Candy's dandy, but don't keep it handy. Most of us could stand to do without.
Remember all those boxes you were saving in case you had to ship out-of-state gifts?
You don't need them now.
Use them to fill up anything red and green and haul it to the curb.
It's time to think about the things to come.
Hopefully, you've still got a New Year's resolution or two unbroken.
Hold the course.

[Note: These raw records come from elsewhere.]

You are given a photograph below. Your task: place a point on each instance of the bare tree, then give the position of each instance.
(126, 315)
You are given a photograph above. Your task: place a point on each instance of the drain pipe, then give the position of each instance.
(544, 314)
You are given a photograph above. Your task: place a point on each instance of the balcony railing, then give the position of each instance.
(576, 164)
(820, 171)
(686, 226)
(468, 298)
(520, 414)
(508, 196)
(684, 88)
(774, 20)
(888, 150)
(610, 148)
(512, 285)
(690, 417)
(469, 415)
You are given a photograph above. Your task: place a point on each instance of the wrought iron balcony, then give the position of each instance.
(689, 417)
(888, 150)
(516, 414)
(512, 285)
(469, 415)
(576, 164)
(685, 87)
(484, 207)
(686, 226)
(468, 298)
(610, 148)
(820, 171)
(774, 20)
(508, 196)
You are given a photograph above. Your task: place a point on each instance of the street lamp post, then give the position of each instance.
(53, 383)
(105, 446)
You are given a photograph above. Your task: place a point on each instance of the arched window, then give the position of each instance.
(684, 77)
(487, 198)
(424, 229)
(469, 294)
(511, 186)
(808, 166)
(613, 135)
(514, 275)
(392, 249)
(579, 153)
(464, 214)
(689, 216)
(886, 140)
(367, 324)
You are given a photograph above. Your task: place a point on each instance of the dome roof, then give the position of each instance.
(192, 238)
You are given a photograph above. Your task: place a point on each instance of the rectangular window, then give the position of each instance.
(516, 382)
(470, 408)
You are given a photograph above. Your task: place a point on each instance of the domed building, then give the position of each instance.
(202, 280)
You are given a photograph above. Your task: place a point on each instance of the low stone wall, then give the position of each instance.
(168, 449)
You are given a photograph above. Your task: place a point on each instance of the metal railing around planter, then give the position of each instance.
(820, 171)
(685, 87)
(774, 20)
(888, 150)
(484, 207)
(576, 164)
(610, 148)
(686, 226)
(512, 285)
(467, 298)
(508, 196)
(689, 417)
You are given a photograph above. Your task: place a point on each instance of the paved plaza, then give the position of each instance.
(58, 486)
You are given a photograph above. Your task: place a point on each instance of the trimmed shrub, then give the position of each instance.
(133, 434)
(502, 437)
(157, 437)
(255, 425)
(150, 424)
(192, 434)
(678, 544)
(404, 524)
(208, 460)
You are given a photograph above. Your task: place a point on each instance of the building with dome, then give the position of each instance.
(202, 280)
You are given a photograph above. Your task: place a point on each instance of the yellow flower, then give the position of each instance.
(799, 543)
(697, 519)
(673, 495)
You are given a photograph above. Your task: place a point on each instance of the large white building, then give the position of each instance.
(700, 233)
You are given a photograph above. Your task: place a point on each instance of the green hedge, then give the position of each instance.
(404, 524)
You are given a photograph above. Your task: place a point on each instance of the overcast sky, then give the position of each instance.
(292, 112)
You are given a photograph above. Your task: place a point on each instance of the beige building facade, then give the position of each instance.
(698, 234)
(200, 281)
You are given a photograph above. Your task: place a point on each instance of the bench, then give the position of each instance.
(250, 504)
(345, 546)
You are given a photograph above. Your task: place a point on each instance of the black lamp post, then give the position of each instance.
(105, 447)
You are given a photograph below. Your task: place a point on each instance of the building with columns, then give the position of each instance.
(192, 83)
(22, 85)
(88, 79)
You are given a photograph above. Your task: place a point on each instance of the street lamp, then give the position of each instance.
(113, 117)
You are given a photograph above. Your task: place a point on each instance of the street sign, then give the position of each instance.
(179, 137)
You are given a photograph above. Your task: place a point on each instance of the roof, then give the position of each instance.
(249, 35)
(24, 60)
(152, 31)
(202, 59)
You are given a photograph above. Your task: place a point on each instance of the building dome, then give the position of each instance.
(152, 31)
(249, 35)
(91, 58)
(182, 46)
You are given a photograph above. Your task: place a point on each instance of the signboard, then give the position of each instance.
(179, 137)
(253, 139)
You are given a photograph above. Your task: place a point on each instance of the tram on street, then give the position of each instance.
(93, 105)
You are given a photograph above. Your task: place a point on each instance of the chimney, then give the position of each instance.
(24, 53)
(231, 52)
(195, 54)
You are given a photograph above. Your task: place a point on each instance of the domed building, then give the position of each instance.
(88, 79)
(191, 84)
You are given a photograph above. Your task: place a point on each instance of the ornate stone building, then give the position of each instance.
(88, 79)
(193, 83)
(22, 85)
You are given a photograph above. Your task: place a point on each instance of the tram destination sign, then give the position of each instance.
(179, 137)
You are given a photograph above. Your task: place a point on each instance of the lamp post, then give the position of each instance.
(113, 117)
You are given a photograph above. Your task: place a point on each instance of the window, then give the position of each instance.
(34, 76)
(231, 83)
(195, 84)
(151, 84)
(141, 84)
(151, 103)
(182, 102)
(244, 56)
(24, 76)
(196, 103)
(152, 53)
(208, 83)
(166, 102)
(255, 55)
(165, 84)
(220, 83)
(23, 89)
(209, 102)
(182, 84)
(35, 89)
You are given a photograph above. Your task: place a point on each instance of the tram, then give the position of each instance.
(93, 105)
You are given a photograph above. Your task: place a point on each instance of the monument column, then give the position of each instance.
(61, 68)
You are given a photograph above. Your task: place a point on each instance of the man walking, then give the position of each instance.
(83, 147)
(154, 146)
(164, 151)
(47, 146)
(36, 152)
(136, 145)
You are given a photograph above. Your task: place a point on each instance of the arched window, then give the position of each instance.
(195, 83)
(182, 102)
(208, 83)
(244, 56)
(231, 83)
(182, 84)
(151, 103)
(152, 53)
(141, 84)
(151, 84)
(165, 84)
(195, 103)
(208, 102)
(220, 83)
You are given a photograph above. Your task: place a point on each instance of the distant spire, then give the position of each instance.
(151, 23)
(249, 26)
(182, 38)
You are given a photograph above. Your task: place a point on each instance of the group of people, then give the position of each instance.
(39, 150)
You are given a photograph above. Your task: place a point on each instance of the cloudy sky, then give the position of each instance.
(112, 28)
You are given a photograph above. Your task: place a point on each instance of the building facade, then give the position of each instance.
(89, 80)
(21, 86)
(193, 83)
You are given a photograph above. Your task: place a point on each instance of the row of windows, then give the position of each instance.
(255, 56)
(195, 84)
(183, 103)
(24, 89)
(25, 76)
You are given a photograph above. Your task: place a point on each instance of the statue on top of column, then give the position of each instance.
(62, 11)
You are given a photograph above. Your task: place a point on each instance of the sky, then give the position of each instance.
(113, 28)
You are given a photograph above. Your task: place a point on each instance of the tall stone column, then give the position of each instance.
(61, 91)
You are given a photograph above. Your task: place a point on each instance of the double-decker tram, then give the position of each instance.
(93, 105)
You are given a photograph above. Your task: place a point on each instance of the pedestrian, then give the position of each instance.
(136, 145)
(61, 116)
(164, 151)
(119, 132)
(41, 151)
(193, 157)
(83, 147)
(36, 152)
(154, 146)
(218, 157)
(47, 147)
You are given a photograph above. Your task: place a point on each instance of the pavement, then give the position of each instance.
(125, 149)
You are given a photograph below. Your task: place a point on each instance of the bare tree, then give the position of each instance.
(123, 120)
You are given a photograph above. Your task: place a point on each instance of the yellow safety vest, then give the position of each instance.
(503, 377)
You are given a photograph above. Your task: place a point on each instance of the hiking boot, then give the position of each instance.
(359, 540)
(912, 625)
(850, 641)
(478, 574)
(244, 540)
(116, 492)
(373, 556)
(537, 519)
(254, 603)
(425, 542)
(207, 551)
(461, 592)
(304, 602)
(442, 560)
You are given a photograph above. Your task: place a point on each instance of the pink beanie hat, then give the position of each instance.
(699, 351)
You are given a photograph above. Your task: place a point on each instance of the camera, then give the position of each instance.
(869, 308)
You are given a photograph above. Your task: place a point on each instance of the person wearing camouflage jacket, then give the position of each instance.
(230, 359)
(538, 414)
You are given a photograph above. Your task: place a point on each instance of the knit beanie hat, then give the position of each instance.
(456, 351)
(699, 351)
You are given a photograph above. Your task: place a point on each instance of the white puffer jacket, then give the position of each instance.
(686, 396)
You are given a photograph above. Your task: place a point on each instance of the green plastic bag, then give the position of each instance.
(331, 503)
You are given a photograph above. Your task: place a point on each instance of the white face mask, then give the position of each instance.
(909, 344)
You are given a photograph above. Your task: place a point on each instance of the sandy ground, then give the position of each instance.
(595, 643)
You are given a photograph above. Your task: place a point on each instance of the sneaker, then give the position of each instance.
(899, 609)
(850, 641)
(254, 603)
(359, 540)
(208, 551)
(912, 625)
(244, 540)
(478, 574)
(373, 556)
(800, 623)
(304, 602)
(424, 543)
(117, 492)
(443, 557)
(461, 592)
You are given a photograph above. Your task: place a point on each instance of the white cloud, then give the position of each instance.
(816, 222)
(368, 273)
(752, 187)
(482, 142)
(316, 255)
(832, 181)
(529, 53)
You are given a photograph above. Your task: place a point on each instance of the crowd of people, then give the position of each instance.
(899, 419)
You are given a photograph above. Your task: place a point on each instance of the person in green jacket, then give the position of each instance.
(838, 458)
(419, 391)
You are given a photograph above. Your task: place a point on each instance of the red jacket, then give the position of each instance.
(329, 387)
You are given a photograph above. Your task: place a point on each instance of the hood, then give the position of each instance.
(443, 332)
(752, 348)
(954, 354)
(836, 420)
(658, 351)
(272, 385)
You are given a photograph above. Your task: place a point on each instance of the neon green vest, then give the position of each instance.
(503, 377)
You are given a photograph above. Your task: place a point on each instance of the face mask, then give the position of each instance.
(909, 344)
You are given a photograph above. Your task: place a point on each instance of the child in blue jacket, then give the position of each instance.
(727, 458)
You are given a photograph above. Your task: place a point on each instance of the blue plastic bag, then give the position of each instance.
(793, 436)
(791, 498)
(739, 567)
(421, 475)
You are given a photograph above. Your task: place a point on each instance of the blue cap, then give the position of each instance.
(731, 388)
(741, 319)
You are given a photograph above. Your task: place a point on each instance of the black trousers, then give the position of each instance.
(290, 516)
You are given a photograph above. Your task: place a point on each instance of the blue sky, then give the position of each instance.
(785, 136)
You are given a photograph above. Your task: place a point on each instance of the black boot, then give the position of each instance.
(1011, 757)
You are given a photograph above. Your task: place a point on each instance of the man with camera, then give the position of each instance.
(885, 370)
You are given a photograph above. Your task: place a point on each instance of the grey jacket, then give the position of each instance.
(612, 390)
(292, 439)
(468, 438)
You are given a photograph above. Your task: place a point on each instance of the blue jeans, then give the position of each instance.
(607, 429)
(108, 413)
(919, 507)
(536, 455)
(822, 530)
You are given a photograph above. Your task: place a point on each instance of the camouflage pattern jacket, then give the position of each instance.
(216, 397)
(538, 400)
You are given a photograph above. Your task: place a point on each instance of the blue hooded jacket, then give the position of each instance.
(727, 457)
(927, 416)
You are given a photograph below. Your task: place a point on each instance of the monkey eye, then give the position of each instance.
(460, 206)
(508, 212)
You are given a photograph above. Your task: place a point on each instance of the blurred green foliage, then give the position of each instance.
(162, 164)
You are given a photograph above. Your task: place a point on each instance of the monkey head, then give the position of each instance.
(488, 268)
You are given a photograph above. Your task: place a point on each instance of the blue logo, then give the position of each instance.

Lash the rudder.
It's January, already, the month of limited expectations.
Just think, only four more weeks until February. (See what I mean?)
I even have a motto: "Not too much fun in 2001."
Feel free to use it around the office.
* * *
MANLY TRANSLATIONS: This year will be like the ones before it - men will continue to be misunderstood.
Ruth Tewes, however, offers these translations for what is said ... and unsaid:
When a man says: "Can I help with dinner?"
What he really means is: "Why isn't it on the table?"
When a man says: "Take a break, honey, you're working too hard."
What he really means is: "I can't hear the game over the vacuum cleaner."
When a man says: "What did I do this time?"
What he really means is: "What did you catch me doing?"
When a man says: "That's interesting, dear."
What he really means is: "Are you still talking?"
When a man says: "Uh huh," "Sure, honey," or "Yes, dear."
What he really means is: Absolutely nothing.
* * *
TODAY'S JOKE: A husband and his wife were traveling through the north Georgia town of LaFayette and - as couples sometimes do - got into an argument about how to pronounce it.
The argument went on as they stopped to eat. Finally the husband said. "I'll settle this."
He turned to a woman at the next table and asked her if she was a local resident.
"All my life," she said cheerfully.
"OK," he said seriously, "will you pronounce the name of this place slowly and distinctly to my wife.
The woman looked carefully at the couple, then said, "Bur-ger King."